Wielka rywalizacja o miejsce w składzie Lechii

WP SportoweFakty / Agnieszka Skórowska / Na zdjęciu: Lukas Haraslin
WP SportoweFakty / Agnieszka Skórowska / Na zdjęciu: Lukas Haraslin

W Lechii Gdańsk na każdą pozycję jest olbrzymia walka o skład. Słowak Lukas Haraslin przyznał, że jemu to odpowiada. Wierzy też w to, że jego zespół nie będzie już grał tak, jak podczas ostatniego sparingu w Gniewinie.
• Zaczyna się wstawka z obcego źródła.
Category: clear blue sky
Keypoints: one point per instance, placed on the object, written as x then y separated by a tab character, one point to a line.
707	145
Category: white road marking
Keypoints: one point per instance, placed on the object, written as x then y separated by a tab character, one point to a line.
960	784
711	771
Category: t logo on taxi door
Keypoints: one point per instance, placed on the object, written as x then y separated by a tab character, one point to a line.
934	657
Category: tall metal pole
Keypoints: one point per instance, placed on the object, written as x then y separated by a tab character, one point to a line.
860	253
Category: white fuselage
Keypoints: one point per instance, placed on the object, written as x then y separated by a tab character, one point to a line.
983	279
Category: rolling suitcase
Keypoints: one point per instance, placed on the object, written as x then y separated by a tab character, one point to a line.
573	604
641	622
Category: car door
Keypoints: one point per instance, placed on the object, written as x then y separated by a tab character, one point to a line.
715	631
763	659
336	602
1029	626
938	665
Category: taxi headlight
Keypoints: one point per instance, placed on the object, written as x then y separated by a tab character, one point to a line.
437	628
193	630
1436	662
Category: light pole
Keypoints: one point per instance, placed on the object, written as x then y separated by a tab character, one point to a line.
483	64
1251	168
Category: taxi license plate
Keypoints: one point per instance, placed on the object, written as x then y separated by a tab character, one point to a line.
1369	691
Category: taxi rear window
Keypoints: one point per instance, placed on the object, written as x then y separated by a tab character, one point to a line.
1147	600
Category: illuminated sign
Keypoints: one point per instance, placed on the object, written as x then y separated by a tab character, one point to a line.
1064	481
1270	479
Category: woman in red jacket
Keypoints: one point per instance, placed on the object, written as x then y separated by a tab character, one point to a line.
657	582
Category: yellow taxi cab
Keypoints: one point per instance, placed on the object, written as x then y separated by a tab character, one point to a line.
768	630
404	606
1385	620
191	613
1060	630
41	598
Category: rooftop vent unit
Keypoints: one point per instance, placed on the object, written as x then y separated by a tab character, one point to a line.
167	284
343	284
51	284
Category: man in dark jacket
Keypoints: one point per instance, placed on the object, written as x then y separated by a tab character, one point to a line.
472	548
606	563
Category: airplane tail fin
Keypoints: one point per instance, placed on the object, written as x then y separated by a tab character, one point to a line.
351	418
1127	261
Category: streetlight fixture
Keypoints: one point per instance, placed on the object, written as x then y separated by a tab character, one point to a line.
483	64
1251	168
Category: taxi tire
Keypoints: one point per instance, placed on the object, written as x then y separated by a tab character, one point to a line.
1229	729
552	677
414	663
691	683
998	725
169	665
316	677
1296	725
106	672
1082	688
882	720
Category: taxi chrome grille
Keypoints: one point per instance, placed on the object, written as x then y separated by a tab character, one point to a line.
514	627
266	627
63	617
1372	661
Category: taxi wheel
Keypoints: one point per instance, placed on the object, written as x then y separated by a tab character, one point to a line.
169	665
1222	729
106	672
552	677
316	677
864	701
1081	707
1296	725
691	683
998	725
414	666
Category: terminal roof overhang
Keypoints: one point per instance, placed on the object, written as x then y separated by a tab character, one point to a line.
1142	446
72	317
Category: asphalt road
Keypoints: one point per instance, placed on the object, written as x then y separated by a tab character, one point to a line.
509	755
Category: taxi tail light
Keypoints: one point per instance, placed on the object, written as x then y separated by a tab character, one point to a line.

Piłkarze Lechii Gdańsk są po trudnych treningach w Gniewinie. - Przygotowywaliśmy się do nowego sezonu. Obóz był bardzo ciężki, ale tak to musi wyglądać. To nas przygotowuje do sezonu. Ostatni mecz z Partizanem przegraliśmy 0:3 i wiemy, że musimy jeszcze dużo pracować. Mamy dwa tygodnie do startu ligi - powiedział Lukas Haraslin.

Wicemistrz Serbii okazał się dużo mocniejszym rywalem, niż mistrz Cypru. - Tak to wyglądało. W pierwszej połowie Partizan strzelił dwie bramki z dwóch akcji. My przez 25 minut graliśmy lepiej, ale nie zdobyliśmy gola. Mecz przegraliśmy w pierwszej połowie. Drugiej nie widziałem całej, bo brałem udział w dodatkowym treningu - dodał Słowak.

Piotr Nowak miał spore pretensje do determinacji zawodników Lechii. - Nie można przegrywać takich meczów. Niezależnie czy gramy sparing, czy spotkanie ligowe, zawsze musimy grać na 120 procent. My wiemy, że mamy na czym pracować - stwierdził Haraslin.

ZOBACZ WIDEO #dziejesienaeuro Grzegorz Kalinowski o reprezentacji Polski. "To byłaby herezja. Tak się nie da grać" (źródło: WP)

W gdańskim klubie jest olbrzymia rywalizacja o miejsce w składzie. - Tak jest, ale ja lubię, gdy jest konkurencja. Na każdą pozycję mamy 2-3 zawodników i jesteśmy ubezpieczeni na wypadek kontuzji. Zobaczymy jak to będzie wyglądało w lidze - zakończył skrzydłowy Lechii.